The ‘science’ of effective political advocacy is poorly developed in children’s services. It comprises:

  1. Clarity on the cause being advocated for
  2. Definition of the facts to support the cause
  3. The argument
  4. Brigading support
  5. Knowing who to target
  6. Using the media
  7. Follow through

My report ‘Out of the Shadows’ when Children’s Commissioner that documented young people’s experiences of being admitted inappropriately to adult mental health wards shows how this approach can be effective. It forced government to acknowledge the problem and commit to expand adolescent in-patient facilities.
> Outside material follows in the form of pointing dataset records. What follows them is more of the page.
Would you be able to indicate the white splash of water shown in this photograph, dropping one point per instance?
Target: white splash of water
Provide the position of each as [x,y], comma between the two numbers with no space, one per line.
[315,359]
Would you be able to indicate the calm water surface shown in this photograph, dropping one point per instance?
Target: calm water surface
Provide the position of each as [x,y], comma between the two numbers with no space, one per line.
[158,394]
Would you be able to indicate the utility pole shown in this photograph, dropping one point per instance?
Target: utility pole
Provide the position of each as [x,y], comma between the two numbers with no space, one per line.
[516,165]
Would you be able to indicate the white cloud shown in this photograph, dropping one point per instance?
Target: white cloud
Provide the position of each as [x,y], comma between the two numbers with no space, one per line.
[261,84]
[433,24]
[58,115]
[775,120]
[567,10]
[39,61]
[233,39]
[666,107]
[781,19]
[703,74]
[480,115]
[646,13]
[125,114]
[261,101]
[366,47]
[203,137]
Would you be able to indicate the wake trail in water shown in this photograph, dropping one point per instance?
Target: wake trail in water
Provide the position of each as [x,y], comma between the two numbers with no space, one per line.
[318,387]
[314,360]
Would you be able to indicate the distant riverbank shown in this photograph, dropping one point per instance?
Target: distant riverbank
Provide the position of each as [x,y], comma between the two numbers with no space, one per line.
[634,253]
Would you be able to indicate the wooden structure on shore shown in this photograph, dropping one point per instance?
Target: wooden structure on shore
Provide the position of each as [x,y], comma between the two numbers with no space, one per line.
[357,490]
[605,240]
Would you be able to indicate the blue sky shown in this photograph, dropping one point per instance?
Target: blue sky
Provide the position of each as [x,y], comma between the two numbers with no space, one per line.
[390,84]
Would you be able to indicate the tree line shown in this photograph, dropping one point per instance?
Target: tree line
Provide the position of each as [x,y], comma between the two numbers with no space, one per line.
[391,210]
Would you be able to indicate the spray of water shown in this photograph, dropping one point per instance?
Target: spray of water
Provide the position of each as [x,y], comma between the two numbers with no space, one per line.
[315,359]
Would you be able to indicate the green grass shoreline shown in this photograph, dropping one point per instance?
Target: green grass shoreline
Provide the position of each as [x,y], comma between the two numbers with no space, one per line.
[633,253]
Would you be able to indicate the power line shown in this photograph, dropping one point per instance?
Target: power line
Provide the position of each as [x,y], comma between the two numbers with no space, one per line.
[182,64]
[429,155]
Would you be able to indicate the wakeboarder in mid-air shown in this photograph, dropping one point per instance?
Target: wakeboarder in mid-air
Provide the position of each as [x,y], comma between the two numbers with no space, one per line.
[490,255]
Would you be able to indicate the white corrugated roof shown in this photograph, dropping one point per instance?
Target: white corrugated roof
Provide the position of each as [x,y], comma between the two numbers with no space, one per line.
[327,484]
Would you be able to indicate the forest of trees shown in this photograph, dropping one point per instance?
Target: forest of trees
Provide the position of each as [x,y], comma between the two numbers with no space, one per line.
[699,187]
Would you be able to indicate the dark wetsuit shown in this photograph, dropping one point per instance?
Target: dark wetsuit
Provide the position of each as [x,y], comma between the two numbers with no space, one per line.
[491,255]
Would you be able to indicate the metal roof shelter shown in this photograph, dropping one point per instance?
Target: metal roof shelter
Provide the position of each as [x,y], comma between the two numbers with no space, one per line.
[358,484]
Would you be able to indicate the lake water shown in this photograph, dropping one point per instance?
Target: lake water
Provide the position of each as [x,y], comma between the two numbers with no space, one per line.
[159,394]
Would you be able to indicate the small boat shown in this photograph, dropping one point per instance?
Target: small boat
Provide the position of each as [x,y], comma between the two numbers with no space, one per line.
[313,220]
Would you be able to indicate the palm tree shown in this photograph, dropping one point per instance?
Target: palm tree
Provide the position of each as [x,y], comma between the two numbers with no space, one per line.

In 2005-6, before the report, 29,306 adult bed-days were occupied by adolescents; by 2010-11, this had fallen to 5,166.

What is needed from politicians?

  1. Political ideology that treats children as a vital priority and resource and as citizens in their own right
  2. Explicit commitment from the very top, especially for the most vulnerable
  3. Overarching government framework for all aspects of children’s services across all Departments of State, and not just a priority for education in the Department for Education.
  4. Clear vision, objectives and desired outcomes
  5. Integrated responsibility for all aspects of policy affecting children across Government
  6. Resources
  7. Delivery framework

Conclusions

The inconvenient truths about children’s health care are incontrovertible: poor outcomes compared to other developed countries; repeated betrayal of children by politicians failing to give them equity in political will, policy and resources; ineffective leadership and political advocacy by key organisations; territorial silos between professions coupled with fear inhibiting speaking out.
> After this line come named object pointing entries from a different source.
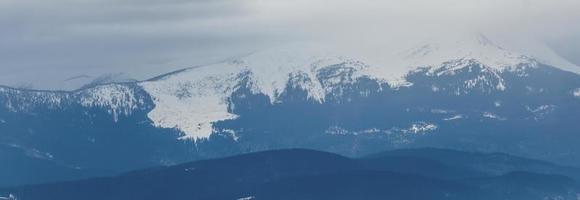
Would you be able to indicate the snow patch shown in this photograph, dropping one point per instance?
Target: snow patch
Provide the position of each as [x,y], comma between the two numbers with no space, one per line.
[491,115]
[421,128]
[456,117]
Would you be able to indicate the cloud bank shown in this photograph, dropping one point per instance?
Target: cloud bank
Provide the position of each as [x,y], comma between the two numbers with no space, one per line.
[43,44]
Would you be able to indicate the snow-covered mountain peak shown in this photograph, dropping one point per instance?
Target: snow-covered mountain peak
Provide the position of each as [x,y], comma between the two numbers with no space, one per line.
[477,47]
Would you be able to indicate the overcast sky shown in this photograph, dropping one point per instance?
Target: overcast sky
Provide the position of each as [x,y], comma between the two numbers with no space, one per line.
[43,43]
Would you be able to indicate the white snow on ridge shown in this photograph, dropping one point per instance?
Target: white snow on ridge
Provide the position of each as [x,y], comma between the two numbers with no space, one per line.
[192,100]
[117,99]
[464,47]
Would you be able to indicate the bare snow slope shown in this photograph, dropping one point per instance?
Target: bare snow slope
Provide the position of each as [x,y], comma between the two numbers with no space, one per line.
[193,99]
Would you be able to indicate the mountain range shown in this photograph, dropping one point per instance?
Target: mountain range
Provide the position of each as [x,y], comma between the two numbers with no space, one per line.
[468,94]
[306,174]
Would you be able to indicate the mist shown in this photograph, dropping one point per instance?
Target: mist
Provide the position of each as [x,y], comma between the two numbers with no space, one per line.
[61,44]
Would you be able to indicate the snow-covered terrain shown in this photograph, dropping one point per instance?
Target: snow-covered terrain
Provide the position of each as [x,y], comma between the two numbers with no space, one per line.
[195,98]
[192,100]
[117,99]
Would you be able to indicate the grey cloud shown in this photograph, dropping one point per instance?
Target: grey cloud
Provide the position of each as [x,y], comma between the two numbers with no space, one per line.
[43,42]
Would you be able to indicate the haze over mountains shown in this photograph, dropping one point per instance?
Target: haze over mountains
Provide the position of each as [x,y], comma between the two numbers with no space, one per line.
[306,174]
[468,94]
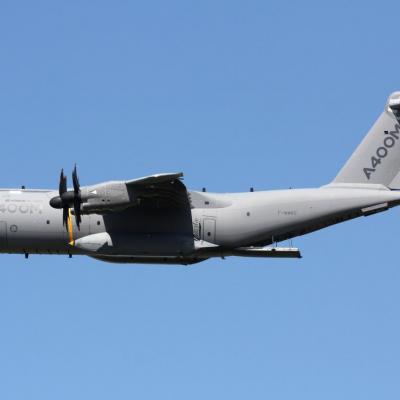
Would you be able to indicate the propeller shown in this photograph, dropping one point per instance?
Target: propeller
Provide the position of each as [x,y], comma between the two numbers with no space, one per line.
[77,197]
[68,198]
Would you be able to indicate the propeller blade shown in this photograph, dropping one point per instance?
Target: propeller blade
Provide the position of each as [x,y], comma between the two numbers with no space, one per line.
[62,188]
[77,212]
[75,181]
[65,216]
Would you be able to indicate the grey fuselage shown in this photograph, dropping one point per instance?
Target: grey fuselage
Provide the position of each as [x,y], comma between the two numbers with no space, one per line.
[220,223]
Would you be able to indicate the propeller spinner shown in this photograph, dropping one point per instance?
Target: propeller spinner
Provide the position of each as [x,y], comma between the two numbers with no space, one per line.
[68,198]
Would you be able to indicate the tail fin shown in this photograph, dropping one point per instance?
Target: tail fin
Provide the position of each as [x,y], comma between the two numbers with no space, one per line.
[377,158]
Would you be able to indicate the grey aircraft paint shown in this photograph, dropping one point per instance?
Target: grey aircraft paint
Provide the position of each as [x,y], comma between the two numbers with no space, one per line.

Immediate steps to take include:

  • • Work with government
  • • Overcome fear of upsetting government
  • • Understand the political mind set
  • • Challenge professional cultures
  • • Get evidence and monitor impact
  • • Raise public and political awareness by effective advocacy
  • • Develop coalitions of the willing – Medical Royal Colleges, NGOs and parents
  • • Define a clear vision for the future design and delivery of services

Neil Postman in his book The Disappearance of Childhood said that “Children are the living messages to a time we will not see!”

Their future lies in our hands now, and we cannot afford to continue to fail them. I issue a call to action by all who are concerned by the current plight of children and threats to their services.